Entireweb
Home About Services
   

About Entireweb Search Technology

Entireweb is committed to the goal of providing the freshest and most useful search database on the planet. We believe that one key element in a great search engine is to include the best pages and keep them updated - just having a huge index is not synonymous with great search results.

Entireweb's index currently encompasses several hundred million documents and receives about 100 million searches every month.

Features of Entireweb Search Technology

Here are some key features of our custom-developed search technology:

  • Super-scalable architecture. EST is designed to handle collections of over 100 billion documents distributed across thousands of servers with loads exceeding hundreds of queries per second. Entireweb's main index today consists of several hundred million full-text indexed documents.
  • Advanced query capabilities. The search engine handles complex hierarchical AND, OR, NOT, phrase and proximity queries, along with several special search modes, such as field and meta tag search, restrictions by language, region, continent, IP number, host, filetype and much more.
  • Quick. Typical query response times are below 0.2 seconds, even at loads of several hundred queries per second.
  • File types. We are currently able to full-text index HTML, PDF, Word, Excel, PowerPoint, plain text and XML documents. A plug-in architecture makes adding new parsers trivial.
  • Intelligent crawler.
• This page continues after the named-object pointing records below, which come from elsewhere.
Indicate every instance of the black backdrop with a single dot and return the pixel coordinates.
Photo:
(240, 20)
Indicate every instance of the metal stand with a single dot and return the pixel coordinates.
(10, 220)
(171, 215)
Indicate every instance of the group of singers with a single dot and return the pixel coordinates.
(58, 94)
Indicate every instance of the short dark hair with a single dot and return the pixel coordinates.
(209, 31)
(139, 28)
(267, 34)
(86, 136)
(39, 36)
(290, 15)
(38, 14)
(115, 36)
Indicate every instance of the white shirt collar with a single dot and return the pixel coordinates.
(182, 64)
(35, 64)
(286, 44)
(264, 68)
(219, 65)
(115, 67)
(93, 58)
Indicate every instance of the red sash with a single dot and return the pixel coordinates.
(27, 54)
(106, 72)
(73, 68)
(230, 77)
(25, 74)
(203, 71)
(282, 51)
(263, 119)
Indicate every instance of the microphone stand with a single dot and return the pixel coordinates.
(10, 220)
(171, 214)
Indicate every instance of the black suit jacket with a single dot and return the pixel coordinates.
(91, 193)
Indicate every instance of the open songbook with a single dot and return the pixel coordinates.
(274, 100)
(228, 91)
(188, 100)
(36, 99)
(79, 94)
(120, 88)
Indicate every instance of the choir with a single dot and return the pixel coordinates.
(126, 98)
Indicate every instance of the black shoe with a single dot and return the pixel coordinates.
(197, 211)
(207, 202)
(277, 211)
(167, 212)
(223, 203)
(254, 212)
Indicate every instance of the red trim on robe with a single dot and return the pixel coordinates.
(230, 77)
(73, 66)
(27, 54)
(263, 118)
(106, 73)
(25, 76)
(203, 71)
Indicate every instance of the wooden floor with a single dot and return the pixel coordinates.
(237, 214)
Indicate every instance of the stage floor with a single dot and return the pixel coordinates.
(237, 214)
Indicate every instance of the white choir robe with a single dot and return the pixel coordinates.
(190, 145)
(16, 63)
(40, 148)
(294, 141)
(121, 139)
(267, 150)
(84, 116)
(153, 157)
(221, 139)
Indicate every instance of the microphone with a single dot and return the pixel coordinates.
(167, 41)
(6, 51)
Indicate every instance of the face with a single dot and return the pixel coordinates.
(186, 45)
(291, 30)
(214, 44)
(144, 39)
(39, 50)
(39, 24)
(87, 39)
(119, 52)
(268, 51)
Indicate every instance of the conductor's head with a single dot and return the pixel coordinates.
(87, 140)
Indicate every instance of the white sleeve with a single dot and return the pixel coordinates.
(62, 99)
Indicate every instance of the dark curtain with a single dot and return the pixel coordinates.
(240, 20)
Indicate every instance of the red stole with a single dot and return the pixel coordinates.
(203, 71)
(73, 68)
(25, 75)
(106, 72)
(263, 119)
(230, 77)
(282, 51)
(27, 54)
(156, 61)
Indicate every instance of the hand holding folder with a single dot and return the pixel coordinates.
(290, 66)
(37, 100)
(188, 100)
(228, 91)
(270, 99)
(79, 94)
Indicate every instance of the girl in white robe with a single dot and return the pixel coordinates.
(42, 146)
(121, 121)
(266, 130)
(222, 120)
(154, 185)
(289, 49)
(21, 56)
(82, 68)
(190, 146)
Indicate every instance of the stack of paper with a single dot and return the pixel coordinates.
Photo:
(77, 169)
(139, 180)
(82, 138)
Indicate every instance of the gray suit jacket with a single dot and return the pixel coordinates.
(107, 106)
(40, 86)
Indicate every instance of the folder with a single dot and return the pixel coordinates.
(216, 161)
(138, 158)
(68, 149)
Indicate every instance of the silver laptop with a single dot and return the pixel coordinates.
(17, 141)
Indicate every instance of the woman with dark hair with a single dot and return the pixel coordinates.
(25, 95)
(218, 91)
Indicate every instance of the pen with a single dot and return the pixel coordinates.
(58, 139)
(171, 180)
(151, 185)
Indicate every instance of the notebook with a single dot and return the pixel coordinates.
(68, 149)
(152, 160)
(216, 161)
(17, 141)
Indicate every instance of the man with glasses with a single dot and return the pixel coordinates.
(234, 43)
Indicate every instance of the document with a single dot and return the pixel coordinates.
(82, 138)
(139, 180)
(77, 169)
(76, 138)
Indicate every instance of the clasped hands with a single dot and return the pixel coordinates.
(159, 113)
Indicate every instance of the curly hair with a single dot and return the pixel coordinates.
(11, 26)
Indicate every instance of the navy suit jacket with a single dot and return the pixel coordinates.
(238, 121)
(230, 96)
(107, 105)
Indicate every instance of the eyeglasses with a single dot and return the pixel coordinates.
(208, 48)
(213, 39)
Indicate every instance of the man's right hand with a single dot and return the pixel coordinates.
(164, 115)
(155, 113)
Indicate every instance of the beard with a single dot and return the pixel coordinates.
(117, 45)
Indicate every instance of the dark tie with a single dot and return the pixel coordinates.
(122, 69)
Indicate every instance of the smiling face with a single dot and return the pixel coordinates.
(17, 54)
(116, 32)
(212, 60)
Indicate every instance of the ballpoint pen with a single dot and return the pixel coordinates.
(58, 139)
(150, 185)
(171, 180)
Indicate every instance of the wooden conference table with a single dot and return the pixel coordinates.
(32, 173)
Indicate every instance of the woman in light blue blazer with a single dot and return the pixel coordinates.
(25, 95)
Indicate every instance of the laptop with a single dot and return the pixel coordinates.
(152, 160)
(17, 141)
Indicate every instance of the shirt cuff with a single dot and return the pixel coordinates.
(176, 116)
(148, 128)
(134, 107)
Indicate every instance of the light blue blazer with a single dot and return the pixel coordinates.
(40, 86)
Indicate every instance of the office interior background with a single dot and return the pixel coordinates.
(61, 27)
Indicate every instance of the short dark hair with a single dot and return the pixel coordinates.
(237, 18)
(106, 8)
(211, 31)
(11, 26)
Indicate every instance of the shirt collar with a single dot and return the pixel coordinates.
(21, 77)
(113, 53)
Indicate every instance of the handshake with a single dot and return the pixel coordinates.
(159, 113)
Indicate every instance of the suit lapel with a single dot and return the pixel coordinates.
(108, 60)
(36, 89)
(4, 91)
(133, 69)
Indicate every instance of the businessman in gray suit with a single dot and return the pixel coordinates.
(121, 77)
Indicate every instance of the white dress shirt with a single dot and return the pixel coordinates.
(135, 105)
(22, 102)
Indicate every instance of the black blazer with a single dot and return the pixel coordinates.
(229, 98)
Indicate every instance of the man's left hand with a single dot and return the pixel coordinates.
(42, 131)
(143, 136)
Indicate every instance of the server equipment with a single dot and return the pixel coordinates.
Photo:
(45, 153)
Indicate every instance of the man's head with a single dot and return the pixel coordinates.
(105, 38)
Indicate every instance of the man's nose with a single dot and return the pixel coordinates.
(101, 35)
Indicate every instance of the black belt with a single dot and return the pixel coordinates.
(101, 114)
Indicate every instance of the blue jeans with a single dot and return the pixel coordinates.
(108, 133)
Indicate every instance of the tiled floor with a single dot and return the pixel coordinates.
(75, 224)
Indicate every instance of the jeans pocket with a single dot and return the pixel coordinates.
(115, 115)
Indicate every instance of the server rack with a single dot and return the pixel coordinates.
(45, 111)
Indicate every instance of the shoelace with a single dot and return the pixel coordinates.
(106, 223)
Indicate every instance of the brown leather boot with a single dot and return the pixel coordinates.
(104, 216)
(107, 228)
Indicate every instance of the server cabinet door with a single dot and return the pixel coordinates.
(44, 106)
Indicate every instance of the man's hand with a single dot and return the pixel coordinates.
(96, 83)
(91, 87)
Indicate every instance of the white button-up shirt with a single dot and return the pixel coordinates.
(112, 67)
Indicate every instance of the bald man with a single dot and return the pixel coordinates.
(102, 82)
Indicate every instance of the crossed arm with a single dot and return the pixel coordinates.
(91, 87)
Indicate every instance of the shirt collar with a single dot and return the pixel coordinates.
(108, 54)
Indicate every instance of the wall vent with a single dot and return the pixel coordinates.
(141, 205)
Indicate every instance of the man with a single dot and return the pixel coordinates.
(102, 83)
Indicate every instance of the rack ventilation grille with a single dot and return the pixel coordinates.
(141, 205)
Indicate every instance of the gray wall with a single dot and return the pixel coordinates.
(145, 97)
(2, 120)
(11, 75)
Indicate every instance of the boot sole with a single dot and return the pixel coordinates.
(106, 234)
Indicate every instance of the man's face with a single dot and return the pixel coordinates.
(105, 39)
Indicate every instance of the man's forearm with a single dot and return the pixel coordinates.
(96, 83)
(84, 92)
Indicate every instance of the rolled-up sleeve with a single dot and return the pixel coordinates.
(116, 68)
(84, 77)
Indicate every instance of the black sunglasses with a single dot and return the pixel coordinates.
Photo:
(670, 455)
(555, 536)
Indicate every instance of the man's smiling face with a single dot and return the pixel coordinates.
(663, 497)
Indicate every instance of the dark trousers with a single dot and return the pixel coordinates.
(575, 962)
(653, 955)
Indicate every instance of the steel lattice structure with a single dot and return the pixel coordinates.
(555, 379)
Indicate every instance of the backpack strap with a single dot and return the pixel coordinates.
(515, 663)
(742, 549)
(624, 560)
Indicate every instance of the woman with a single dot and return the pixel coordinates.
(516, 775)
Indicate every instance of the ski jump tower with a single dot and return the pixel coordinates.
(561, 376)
With one of the smartest crawling algorithms available, Entireweb makes sure to index important and frequently changing documents often, while not wasting resources on other documents. Our crawlers currently handle tens of millions of documents every day.
  • Extreme fault tolerance. Every server in the search engine can be arbitrarily replicated and run as either hot-spare or for load balancing.

100% Developed in Sweden

Entireweb's search technology, which is unique in Europe, was developed by the Entireweb team in Halmstad, Sweden. All software used in the search engine is owned and developed by Entireweb. Hence, the company founds the development of its next-generation search technologies on the unique experience and know-how obtained from successfully developing and running global-scale search technologies over the last 8 years.

Entireweb embraces Linux as its primary platform. The core search technology consists of hundreds of thousands of lines of C code, and runs on a large cluster of servers running a highly customized version of Linux.